The complicated part
And I hate to say it…and I think we all know it… is that all of these forms of media can easily be not real! A meta-video format of What I Eat in a Day has emerged where influencers who did have restrictive eating habits have made videos about taking down their own videos that they now see were unhealthy. They often describe how they would make food to film but not eat, or that they would eat in between the featured meals. Okay!
The Food Diaries and Grub Street examples are both folkloric representations of interactions with food, built to reflect a curated personality onto the speaker themselves. They evade a physical reality.

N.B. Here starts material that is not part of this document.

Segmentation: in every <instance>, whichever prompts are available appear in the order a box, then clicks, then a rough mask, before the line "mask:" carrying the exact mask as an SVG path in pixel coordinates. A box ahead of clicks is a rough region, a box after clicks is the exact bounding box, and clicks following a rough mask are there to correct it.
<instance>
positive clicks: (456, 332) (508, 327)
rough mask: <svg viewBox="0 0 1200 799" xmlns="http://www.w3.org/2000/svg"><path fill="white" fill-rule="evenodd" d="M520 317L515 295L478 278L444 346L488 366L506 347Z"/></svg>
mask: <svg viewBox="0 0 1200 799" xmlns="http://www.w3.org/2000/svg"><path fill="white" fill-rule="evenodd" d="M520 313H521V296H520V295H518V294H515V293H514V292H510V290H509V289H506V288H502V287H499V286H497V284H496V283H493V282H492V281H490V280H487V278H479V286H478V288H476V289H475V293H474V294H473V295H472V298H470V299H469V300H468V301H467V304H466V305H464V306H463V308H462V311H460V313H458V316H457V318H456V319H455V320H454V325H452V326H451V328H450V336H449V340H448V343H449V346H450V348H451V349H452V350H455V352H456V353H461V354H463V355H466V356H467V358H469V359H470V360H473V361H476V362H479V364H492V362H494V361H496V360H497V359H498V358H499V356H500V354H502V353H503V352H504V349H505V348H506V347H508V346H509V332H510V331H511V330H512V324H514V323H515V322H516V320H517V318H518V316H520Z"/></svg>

So why is this form of media so popular when it is presented as real and actually so deeply has the potential not to be?
Abjection
A concept developed by Julia Kristeva and written about in her 1980 work Powers of Horror: An Essay on Abjection, might be useful here. Abjection has something to do with disgust, but isn’t disgust exactly. It is our reaction to a threatened breakdown in meaning caused by the loss of distinction between subject and object. In other words, (heads up you might get grossed out!) abjection is the feeling that arises when one looks at a scab on one’s own body, smells one’s own sweat, sees sewage, sees a corpse. It’s the reminder of the corporeal human form which, Kristeva would say, is a reminder of one’s own mortality. She writes it is “not lack of cleanliness or health that causes abjection, but what disturbs identity, system, order”. We create valuable identities for ourselves through cultivation, social performance, controlling our bodies and minds, putting energy into goodness. When we reveal to ourselves the rawness and rankness, the inevitability, of the physical body, she says, we experience the abject.
And we hate it!!!
I imagine that these food performances, written or visual, captivate us not only in their aspiration and entertainment, but because they allow us an influx of physicality without a hint of the abject. Pristine kitchens that belong to regular people, but pulsing with a virtuous vitality, green on white countertop. Breakfast cut to work out cut to lunch cut to snack cut to dinner. Nothing in-between. A celebrity, familiar in our consciousness, imagining a list for us of what fills them up. All we see is their beautiful head and the splicing of items they list. Food that hasn’t been burnt or cooked or eaten, just dreamt up for us. An interesting person talking about interesting food, an artist telling us about how she makes sourdough while she paints in her studio, without us having to reckon with her washing the paint off from her hands before she touches the starter. Actually, not even having to reckon with any starter at all. No starter. No ending.